Monday, October 28, 2013

Pair programming

I was looking at a job description at a place I'd really like to work.  Everything about it sounded great, but it also said this:

'We pair program all day, every day because we know it delivers remarkable results.'

I have a number of concerns about pair programming.  Wouldn't there be a suffocating lack of privacy?  How can you get in the 'zone' with someone right there yammering at you?

What about when you're doing something other than coding?  At my previous job I was assigned to work on some code that was new to me.  It used an ancient proprietary framework that I wasn't that familiar with.  I spent about a week researching to understand the existing code.  If my pair programming partner knew the answers to all of my questions, great, but otherwise, how would two people effectively work on a problem like this at the same time?  Maybe it's just my imagination failing but this doesn't seem like it would work.

Here's two 'pro' articles:

I love Pair Programming
First Impressions of Paired Programming

And a 'con' article:

Why I Don't Like Pair Programming (and Why I Left Pivotal)

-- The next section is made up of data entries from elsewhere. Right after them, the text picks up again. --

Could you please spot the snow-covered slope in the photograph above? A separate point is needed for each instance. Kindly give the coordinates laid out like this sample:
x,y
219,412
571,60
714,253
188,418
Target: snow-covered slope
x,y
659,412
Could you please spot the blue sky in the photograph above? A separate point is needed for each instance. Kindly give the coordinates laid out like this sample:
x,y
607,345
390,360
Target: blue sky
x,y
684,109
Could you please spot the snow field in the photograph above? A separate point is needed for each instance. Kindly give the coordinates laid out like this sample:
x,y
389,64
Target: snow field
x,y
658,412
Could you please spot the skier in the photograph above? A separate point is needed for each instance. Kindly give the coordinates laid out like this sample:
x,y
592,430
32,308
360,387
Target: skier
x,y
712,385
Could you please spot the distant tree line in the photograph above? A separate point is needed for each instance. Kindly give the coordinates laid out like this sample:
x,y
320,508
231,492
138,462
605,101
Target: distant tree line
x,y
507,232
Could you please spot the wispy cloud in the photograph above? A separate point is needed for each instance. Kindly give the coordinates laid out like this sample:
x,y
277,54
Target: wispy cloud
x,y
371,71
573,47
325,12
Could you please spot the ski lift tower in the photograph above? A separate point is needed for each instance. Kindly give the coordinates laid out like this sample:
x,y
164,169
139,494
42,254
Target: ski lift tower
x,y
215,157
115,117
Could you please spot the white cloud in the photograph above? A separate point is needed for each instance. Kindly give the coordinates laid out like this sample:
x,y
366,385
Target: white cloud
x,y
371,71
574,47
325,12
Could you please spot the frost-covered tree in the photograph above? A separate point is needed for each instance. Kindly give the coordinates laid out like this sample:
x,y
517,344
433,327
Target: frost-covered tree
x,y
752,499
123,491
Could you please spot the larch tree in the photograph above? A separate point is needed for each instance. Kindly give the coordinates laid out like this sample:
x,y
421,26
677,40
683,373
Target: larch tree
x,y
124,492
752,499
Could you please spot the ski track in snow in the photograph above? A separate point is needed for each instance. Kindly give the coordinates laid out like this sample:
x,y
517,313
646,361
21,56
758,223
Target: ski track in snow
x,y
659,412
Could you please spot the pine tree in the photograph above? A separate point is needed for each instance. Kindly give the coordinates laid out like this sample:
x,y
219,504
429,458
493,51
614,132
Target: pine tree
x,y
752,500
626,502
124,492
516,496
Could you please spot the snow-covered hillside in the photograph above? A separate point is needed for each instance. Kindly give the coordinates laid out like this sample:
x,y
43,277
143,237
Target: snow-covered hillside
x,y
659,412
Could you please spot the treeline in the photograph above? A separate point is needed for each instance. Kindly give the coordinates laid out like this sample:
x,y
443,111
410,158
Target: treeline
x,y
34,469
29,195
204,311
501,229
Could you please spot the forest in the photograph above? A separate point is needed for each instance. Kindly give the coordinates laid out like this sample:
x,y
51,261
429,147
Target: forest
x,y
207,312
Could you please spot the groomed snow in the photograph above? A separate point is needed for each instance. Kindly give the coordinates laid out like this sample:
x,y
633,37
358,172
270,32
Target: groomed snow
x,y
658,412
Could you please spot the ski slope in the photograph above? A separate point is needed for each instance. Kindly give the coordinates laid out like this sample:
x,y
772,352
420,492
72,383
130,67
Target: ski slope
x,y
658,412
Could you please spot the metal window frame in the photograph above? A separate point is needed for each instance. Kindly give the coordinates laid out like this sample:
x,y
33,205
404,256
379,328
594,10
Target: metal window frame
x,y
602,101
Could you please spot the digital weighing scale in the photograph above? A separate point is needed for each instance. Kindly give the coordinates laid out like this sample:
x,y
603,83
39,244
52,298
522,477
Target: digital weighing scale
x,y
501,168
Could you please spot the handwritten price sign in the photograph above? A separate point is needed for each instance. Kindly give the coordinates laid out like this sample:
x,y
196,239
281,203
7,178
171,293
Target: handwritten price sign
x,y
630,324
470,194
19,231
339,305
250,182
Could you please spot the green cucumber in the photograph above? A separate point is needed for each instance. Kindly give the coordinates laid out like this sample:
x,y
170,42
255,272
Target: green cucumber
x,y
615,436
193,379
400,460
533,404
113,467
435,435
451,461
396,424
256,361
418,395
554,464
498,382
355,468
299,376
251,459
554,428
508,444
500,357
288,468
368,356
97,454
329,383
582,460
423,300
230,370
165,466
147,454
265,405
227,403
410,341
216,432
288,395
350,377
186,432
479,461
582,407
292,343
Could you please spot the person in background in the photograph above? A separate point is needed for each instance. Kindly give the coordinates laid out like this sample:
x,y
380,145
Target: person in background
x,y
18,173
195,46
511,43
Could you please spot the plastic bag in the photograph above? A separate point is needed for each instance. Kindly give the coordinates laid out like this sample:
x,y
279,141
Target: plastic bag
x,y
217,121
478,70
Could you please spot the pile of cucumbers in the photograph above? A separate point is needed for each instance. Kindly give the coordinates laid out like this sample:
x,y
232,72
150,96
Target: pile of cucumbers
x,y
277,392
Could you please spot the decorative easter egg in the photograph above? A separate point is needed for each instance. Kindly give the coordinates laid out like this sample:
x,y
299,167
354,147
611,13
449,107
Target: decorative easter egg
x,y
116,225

I decided to go ahead and apply.  I feel like this is something I need to learn to flesh out my experience and become a well-rounded developer.

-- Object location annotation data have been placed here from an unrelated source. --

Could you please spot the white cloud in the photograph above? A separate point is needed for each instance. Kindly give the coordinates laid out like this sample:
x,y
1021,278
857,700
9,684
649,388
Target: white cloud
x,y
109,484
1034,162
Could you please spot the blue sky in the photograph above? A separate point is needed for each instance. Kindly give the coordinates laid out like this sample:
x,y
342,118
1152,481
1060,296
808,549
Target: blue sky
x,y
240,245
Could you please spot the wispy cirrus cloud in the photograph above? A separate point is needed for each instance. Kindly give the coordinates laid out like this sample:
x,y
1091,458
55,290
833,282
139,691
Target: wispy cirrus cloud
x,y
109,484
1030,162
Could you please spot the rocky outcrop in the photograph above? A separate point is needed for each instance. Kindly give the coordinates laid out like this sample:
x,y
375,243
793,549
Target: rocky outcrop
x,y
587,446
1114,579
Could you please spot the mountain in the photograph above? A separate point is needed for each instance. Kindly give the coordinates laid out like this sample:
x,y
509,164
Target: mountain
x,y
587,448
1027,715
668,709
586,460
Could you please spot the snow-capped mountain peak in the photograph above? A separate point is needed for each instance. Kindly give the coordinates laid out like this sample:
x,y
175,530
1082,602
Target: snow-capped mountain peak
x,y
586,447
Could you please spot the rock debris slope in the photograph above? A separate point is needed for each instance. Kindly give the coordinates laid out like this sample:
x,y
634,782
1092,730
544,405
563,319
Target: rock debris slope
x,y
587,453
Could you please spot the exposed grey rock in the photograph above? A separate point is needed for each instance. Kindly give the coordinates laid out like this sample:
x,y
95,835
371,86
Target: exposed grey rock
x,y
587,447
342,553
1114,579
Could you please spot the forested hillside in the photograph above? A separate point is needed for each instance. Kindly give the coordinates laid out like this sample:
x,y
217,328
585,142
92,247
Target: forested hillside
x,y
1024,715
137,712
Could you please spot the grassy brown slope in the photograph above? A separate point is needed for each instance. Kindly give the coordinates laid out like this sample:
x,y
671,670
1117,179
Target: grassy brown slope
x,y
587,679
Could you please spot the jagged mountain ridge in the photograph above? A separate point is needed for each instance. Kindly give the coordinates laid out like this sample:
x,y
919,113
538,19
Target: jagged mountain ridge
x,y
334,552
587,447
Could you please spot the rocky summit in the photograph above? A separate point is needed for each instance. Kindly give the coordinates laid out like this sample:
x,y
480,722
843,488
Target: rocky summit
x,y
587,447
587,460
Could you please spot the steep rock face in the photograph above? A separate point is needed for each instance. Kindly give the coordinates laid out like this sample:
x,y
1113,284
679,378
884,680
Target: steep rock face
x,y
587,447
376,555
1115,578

Wednesday, October 23, 2013

Spring Web Flow

I was looking for something to walk me through Spring Web Flow in easy stages.
There's nothing on the snazzy new Guides page.

This was pretty good:

Spring Web Flow 2 Tutorial by Ivan A Krizsan

It's slightly retro (2010), but I found it pretty easy to follow and everything worked.

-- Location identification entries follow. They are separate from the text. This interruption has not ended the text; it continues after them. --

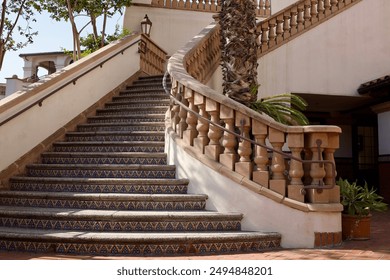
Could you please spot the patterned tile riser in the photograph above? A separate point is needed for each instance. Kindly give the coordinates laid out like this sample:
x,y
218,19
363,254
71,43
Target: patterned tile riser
x,y
118,226
114,138
124,120
140,249
127,128
104,205
111,112
86,188
104,160
107,149
100,173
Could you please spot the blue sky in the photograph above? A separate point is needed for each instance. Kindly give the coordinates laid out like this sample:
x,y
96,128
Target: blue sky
x,y
52,36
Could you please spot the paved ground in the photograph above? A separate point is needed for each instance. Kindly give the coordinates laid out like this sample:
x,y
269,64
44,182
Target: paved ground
x,y
377,248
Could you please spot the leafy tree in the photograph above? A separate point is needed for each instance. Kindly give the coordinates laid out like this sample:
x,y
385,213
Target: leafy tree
x,y
70,10
16,16
239,39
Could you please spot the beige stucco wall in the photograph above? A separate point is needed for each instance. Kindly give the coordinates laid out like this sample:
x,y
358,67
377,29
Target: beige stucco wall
x,y
171,29
334,57
33,126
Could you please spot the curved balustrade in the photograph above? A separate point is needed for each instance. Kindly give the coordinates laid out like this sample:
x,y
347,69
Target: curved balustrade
x,y
296,19
263,7
309,146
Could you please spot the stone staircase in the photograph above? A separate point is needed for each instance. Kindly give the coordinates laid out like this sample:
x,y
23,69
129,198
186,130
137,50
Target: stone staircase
x,y
107,190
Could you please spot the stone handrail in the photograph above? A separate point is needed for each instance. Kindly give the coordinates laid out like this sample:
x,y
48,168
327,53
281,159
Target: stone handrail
x,y
296,19
268,169
263,7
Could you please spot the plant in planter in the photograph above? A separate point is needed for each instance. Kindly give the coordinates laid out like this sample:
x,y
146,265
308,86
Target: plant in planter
x,y
358,202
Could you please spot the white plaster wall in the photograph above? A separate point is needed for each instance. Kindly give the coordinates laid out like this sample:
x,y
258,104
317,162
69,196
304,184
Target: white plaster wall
x,y
260,213
21,134
171,28
333,58
384,133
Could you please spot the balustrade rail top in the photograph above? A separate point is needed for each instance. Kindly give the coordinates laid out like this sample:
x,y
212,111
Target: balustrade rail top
x,y
41,90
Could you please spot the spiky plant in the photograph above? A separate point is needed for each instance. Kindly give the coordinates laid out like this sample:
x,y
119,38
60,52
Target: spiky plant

To get access to the Maven 'webapp-jee5' archetype, I needed to configure the Maven Central catalog as described here

Update: The Spring Web Flow chapter in Spring in Action is really good.  It's not free, though.

Working example at my Github repo.

Monday, October 14, 2013

I'm on Github

I've used Github for work-related stuff, so, not that big a deal, but this is my first personal Github repo:

https://github.com/BlackTrenchCoat/pokemon.git

This is my Spring and Hibernate playground.  It's a Pokemon-related app.  It's nowhere near finished (though I've been working on some version of this on and off since 2010).

I'm hoping this will be useful when prospective employers ask for code samples.  It's often a problem producing code that is 100% purely mine from work.  Plus we sure aren't doing a lot of Spring and Hibernate at my day job.